Spreading guests out
The specifics of exactly how cruise ships will be physically distanced will depend on the ship, but the panel did provide some examples of social distancing it recommends.
- Spacing out loungers at the pool
- Separating tables at restaurants or leaving some empty
- Blocking off certain seats in the theaters
- Blocking off some slot machines to allow space between guests,
- Moving activities outdoors where possible (e.g., holding yoga class on the ship deck rather than in the gym)
The Panel believes that removal of, and substitution for, self-service buffets during this time will help to maintain these general distancing guidelines and avoid overcrowding, and should therefore be implemented across all ships.
What happens if COVID-19 is on the ship
Having a plan to deal with an outbreak is a big part of the Healthy Sail Panel's plan.
Off the bat, certain staterooms should be designated as isolation and quarantine spaces.

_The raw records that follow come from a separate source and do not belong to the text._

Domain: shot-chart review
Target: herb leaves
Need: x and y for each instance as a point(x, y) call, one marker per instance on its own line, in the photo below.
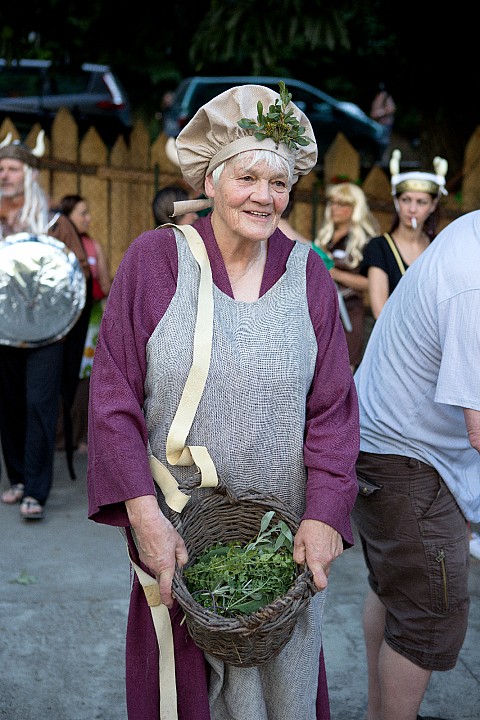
point(240, 579)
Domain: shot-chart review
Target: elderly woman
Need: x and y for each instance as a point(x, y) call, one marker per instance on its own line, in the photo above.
point(277, 411)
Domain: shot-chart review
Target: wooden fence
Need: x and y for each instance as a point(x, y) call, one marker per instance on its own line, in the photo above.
point(119, 183)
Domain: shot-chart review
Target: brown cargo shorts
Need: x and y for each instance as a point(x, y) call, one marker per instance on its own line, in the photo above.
point(415, 544)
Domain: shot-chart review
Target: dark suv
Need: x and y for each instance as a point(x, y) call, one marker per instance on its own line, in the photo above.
point(327, 115)
point(34, 90)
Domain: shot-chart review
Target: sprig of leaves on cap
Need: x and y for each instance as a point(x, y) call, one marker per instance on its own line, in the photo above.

These spaces are for people who have either been exposed to someone with a confirmed infection and/or an individual who has tested positive.
Individuals who have tested positive for SARS-CoV-2 or individuals who are experiencing symptoms consistent with a SARS-CoV-2 infection will be isolated in designated isolation cabins within close proximity to the medical ward.
Individuals who were exposed to an individual with a confirmed SARS-CoV-2 infection will be quarantined in a single occupancy cabin with a private bathroom (unless quarantining with family members or close contacts with the same exposure history), no interconnection with an adjoining room, door closed, and preferably with a balcony.
In the event a case is identified onboard, Royal Caribbean should have a plan of action for getting these people off the ship and to a land-based treatment facility.
There should be plans in place for small, medium and large scale evacuation scenarios to avoid the quagmire of problems that occured in February when cruise ships in Asia were unprepared for getting infected guests and crew members off the ship.
There is a lot of guidance on this subject in the plan, but the bottom line is there needs to be a plan of action.
Only cruise line shore excursions in the beginning
Like other cruise lines have already implemented in Europe, the recommendation is at least for the first few cruises back, guests should only be permitted to disembark at ports if they are taking cruise line sponsored excursions.
The panel does recommend Royal Caribbean "potentially reconsidering the cost of curated experiences" to make these more appealing.
In addition, indoor excursions should only be offered if if physical distancing, use of masks, and other recommended protective measures can be implemented.
How cruises should restart
The final part of the Healthy Sail Panel's plan is for how cruises should start back up again.
The first step should be a simulated cruise, where employees pretend to be guests while a ship is docked and independent observers could watch the process and afterwards a full debrief with those observers would be done and corrective actions or modifications could be made.
Next, a a short overnight cruise with a limited load factor would be conducted with employees once again pretending to be guests, with more activities offered onboard.
If that goes well, then Royal Caribbean should offer a short cruise to a private destination.
The initial cruises with paying customers should be as simple as possible with limited destinations, controlled excursions, and short trip lengths. Once these initial sailings are
conducted and internally examined, it may be appropriate to carefully expand operations.